In 1991, as figures reached 2.4 million, a cabal of dissenters within ACT-UP declared that the Treatment and Data representatives were becoming too cosy with their drug company counterparts and all efforts to mediate by Barr, Northrop and Kramer fell on deaf ears (in spite of a blistering speech about the plague threatening them all that the latter gave after being heckled during a meeting). Consequently, Harrington, Staley and Rifsky formed the breakaway Treatment Action Group (TAG), with the latter making national news when he confronted Bill Clinton on the presidential hustings in 1992 (3.3 million). The arrival of the AIDS quilt in Washington and the reading of names also captured the public imagination, although an angrier protest saw some bereaved marchers emptying ashes of their loved ones on to the lawn outside the White House. On the night before the ballot, Rafsky brought the coffin of AIDS victim John Fisher to the same spot and delivered an impassioned oration in which he cursed Bush for his neglect. However, it would prove to he his last hurrah, as Rasky died soon after and France includes footage of the wife and daughter to whom he had remained close.

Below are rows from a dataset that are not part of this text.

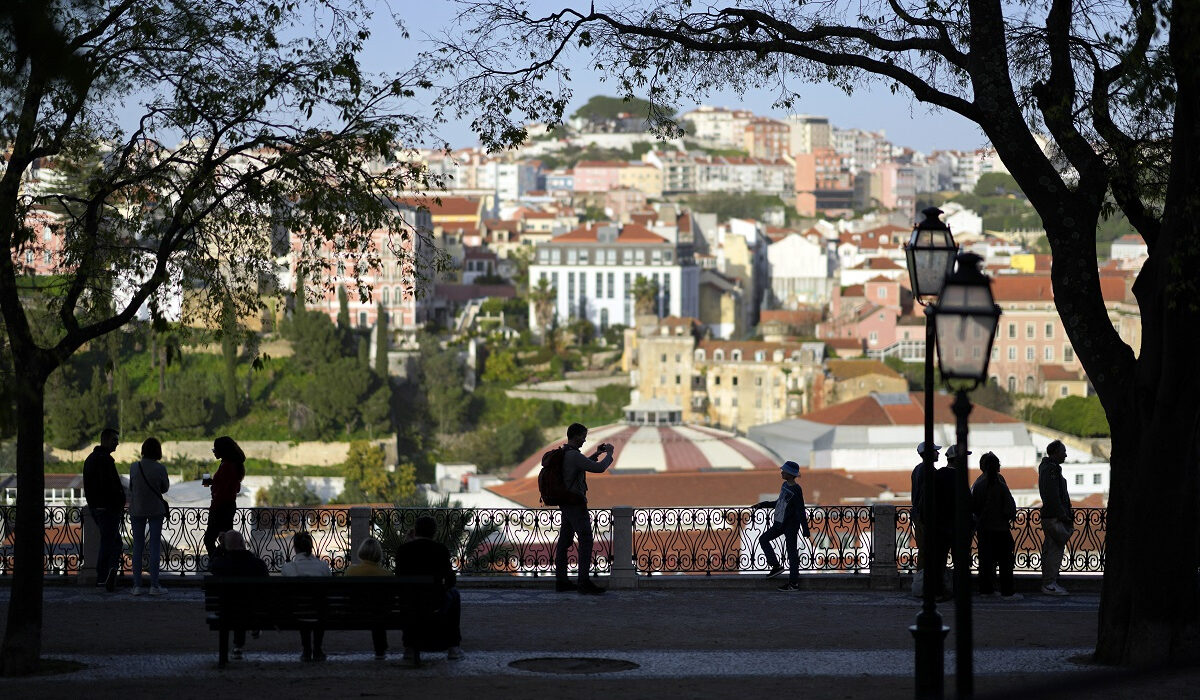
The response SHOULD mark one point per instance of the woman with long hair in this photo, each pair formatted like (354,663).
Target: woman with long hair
(226,484)
(148,483)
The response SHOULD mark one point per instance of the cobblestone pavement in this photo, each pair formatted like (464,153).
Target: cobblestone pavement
(694,642)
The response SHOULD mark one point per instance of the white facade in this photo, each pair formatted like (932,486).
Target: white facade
(594,279)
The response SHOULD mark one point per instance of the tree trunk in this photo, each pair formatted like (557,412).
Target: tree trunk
(23,633)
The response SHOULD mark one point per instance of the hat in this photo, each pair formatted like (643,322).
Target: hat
(953,452)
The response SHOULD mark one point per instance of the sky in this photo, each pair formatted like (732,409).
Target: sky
(905,121)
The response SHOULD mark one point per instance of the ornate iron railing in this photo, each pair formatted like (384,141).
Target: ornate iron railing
(706,540)
(516,540)
(498,540)
(64,539)
(1084,552)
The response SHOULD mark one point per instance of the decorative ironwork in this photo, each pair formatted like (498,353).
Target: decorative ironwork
(268,533)
(1084,552)
(498,540)
(64,539)
(706,540)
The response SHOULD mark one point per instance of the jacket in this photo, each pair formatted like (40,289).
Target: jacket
(790,510)
(576,467)
(145,494)
(1053,488)
(227,484)
(993,504)
(101,483)
(305,566)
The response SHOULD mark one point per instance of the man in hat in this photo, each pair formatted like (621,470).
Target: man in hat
(790,519)
(918,498)
(941,531)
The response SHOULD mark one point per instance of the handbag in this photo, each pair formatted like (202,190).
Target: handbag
(166,508)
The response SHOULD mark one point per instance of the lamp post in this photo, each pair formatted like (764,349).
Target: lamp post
(930,253)
(966,318)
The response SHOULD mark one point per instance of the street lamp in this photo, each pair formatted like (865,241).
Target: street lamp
(930,253)
(966,318)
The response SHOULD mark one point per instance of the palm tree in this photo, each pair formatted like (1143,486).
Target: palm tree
(646,295)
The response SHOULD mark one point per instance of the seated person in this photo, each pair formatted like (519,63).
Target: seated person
(423,556)
(370,555)
(305,564)
(235,561)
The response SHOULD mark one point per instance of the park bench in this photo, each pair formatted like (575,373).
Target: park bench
(319,602)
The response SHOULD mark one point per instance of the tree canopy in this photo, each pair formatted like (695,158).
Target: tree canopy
(255,132)
(1113,90)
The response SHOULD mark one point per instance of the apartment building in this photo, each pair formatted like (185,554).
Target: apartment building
(725,383)
(593,270)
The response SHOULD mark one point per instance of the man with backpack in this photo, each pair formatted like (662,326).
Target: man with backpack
(571,497)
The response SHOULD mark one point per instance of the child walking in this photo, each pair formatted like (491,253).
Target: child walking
(790,519)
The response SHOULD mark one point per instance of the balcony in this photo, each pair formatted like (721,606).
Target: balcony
(871,542)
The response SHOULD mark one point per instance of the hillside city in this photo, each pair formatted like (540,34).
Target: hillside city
(711,304)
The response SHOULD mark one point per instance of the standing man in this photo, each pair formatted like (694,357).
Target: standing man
(1057,519)
(790,519)
(106,502)
(918,507)
(576,520)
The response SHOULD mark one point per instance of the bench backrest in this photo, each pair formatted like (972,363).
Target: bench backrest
(288,602)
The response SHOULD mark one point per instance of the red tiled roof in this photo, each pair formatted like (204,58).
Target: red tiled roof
(851,369)
(684,489)
(629,233)
(450,205)
(1038,288)
(868,411)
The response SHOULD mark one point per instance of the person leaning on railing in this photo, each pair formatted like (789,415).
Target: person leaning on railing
(370,555)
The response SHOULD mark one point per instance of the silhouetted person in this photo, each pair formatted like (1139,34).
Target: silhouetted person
(305,564)
(370,555)
(917,515)
(425,556)
(576,519)
(148,483)
(106,503)
(790,520)
(994,509)
(235,561)
(941,532)
(226,484)
(1057,518)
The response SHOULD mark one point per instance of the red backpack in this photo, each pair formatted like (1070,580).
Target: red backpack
(551,484)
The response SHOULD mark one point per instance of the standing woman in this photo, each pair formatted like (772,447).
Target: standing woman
(226,484)
(148,483)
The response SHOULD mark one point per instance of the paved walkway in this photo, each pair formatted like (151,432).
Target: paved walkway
(691,642)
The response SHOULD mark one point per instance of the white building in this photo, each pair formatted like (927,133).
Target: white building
(801,271)
(593,270)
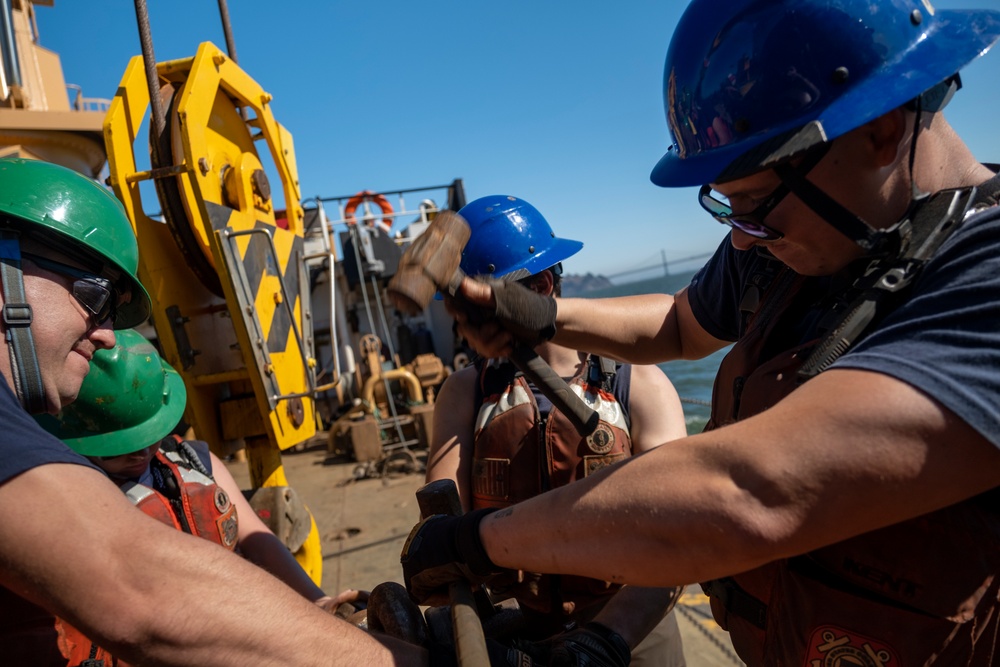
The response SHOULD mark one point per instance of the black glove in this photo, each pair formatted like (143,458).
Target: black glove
(528,315)
(442,549)
(593,645)
(500,654)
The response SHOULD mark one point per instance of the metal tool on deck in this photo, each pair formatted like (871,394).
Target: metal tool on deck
(441,497)
(430,264)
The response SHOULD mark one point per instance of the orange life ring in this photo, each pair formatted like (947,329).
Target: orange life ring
(379,200)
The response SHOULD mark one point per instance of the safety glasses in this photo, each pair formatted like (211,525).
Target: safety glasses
(751,222)
(97,295)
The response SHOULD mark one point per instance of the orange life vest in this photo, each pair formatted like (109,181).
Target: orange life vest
(190,501)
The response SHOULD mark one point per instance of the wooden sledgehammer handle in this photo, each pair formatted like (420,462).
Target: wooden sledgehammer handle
(441,497)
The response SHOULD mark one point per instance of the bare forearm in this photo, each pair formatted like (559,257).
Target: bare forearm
(635,610)
(266,551)
(154,595)
(636,329)
(772,486)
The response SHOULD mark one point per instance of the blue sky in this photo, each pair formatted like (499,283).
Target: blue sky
(556,102)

Amidst these very public displays of grief and anger, Emini and Vacca made a breakthrough at Merck when Patient 143 responded positively to Crixivan and they tried to analyse why it worked so well on him and not anyone else in the test. Yet, while they continued to toil, news came that AZT, DDI and DDC had proven less effective in the long term than had initially been hoped and Barr and Staley gave a press conference regretting their naiveté in thinking that there was a magic bullet just waiting to be discovered. Such pessimism persisted into 1994 (6.2 million) and onetime comrades fell out dramatically over the FDA director David  Kessler's desire to speed up the release of Saquinivir, with TAG reps Link and Gregg Gonsalves urging caution to prevent a repeat of past mistakes. But, just as internecine fissures began to tear, fortune smiled.

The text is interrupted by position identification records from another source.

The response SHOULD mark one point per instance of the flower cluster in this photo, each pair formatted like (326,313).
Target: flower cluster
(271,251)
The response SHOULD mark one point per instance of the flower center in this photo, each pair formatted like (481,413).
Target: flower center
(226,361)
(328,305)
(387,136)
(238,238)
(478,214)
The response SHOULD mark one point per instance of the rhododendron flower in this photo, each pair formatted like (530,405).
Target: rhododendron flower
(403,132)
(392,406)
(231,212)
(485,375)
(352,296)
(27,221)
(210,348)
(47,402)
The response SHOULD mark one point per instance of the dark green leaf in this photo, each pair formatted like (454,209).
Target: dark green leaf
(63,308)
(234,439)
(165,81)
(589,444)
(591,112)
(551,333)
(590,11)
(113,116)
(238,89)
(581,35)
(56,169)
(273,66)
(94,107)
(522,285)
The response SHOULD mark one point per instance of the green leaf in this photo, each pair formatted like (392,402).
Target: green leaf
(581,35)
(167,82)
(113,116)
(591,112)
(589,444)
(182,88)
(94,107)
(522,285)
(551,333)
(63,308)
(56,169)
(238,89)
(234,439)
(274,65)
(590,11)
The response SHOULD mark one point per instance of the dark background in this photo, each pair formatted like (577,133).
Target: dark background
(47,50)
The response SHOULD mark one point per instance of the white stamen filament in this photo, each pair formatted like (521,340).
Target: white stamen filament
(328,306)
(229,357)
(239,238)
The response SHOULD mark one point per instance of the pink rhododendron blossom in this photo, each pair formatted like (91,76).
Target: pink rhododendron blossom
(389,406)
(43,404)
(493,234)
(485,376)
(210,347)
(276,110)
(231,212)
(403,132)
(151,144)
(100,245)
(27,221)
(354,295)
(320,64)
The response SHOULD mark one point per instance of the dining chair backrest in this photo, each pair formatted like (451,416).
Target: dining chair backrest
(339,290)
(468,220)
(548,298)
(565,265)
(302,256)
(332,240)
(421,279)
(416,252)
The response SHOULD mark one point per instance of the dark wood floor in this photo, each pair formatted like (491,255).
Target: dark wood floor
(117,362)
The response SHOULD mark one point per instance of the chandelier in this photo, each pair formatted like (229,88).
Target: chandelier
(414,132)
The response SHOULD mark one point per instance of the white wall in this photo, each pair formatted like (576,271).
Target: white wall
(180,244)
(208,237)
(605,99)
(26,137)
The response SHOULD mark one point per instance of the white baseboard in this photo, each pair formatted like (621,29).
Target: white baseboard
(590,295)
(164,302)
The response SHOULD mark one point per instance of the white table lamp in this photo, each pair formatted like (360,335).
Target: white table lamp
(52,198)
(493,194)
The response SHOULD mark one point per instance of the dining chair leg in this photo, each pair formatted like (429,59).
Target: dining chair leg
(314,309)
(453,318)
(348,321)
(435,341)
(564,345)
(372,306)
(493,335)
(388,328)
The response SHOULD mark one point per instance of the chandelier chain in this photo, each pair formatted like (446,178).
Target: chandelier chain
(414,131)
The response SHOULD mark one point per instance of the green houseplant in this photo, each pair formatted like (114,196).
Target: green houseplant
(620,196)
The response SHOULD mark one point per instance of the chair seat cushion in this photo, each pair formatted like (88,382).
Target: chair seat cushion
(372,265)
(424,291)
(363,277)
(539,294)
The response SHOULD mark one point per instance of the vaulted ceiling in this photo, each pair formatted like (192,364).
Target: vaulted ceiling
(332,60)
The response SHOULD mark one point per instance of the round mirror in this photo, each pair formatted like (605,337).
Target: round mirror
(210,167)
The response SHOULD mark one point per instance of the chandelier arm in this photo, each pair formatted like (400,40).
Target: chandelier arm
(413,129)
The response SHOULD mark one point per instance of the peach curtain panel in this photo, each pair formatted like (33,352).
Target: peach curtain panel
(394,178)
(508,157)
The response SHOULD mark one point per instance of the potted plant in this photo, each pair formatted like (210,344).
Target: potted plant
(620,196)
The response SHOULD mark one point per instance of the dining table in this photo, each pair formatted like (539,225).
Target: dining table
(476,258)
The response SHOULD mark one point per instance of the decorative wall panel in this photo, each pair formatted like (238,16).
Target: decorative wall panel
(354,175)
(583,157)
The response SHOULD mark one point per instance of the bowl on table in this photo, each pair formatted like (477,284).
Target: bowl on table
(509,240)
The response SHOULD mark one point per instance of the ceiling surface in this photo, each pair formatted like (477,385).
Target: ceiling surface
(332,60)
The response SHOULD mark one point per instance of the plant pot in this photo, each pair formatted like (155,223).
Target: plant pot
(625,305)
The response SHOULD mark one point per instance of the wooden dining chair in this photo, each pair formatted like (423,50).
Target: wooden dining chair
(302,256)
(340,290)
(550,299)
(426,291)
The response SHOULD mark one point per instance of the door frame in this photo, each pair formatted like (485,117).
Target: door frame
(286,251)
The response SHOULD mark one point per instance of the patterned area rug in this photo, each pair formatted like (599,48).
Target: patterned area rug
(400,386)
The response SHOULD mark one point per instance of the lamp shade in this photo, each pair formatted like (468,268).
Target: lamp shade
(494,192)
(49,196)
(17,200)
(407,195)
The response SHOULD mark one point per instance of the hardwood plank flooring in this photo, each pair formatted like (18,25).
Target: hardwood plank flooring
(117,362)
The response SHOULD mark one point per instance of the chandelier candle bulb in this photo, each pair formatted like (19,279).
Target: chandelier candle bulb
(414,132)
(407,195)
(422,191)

France links close-ups of Harrington,, Link, Gonsalves, Cox, Bordowitz and Staley in the present day, as the 1995 counter slips past 8.2 million deaths. Staley laments that so many good people were lost and feels guilt at surviving when so many others did not. Fauci praises Harrington and his circle for matching intelligence with diligence, as their promptings helped Emini and Vacca devise the triple combination treatment that showed such remarkable results within 30 days that the press began proclaiming a `Lazarus Effect'. An emotional Staley expresses his pride at the goodness and humanity the gay community and their supporters showed in taking care of each other, while Kramer and Eigo commend the courage and zeal of ACT-UP. However, Harrington cries as he lambastes Reagan and Bush for not acting sooner and the film concludes with the staggering statistic that six million AIDS victims have survived thanks to combination therapy - while a further two million die each year because they cannot afford it

Complete with a happy ending, this often feels like a summation of the countless documentaries that have charted the progress of AIDS research since the early 1980s. It is angrier with the White House than some and more forgiving of Big Pharma than others. But it is most intent on lionising those in the ACT-UP and TAG vanguards, who took on all-comers in the face of institutionalised neglect. That so many of them lived to tell the tale is remarkable, but that they do so with such sensitivity and lack of self-congratulatory hindsight is even more admirable. As a journalist who covered the story first-hand, France knows his material and the personalities involved inside out. But he only occasionally takes prior knowledge for granted and, as a result, this could become the defintive account of a struggle that shamed a nation and still casts a dark shadow over the reputation of the global pharmaceutical industry.